[cfe-dev] Varying per function optimisation based on include path?

Tue Aug 20 22:39:52 PDT 2019

I deliberately don't bring up call direction because I don't think it's
important and I want to keep things simple:
- If the code is user code, it should not be inlined.
- If the code is system code (including non-standard 3rd-party
dependencies), it should be inlined.

Take a hypothetical call stack from this example program
<https://wandbox.org/permlink/oI43EGHIERSNpy52>:

?: std::strncmp(....) <- C standard library function, possibly an
intrinsic, inline
?: std::string::operator==(char const*)  <- standard library function,
inline
8: [](std::string const&) {....} <- lambda, don't inline
?: std::find_if(....) <- standard library taking lambda, inline
4: contains_sg15 <- user function containing lambda, don't inline
13: main <- user's main function, don't inline

I think whether to inline the lambda is mildly contentious but I think we
both agree it should not be inlined. The real question is whether to inline
`std::find_if`. I guess you're suggesting we don't inline it. I think -- on
balance -- we probably should.

Let's step through this program and let's assume that I only use the "step
into" functionality of the debugger, because that's an easy way to 'visit'
an entire program. Let's assume `find_if` is a single function.

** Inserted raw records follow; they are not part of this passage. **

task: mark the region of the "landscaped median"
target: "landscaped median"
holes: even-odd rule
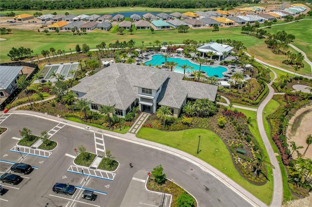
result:
[[[197,154],[199,135],[201,136],[199,150],[201,151]],[[225,174],[265,203],[269,205],[271,202],[273,180],[268,181],[263,185],[257,186],[245,180],[234,166],[225,144],[216,134],[211,131],[193,129],[166,132],[142,127],[136,136],[178,149],[197,157]]]

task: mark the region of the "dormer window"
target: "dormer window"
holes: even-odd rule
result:
[[[142,93],[145,93],[145,94],[152,95],[152,89],[142,88]]]

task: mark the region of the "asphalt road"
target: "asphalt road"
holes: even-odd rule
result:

When I step into the call to `std::find_if`, I think it should skip through
`std::find_if` and take me directly to line 9 in the lambda function in
`contains_sg15`. Then, when I "step into" in the lambda, it'll step over
the `std::string` call and take me directly to line 10. (That's what it
does in GDB at least.) Then when I "step into" again, it *should* take me
back to line 9 in the second lambda invocation.

Now, if that last action doesn't work, I think that's where you have the
concern. I'm not entirely sure what'll happen once `std::find_if` is
inlined. I know that without inlining, "step into" eventually does take me
back to line 9 of the lambda body. If it doesn't, it's going to kick me
back out into the body of `contains_sg15` which is a problem.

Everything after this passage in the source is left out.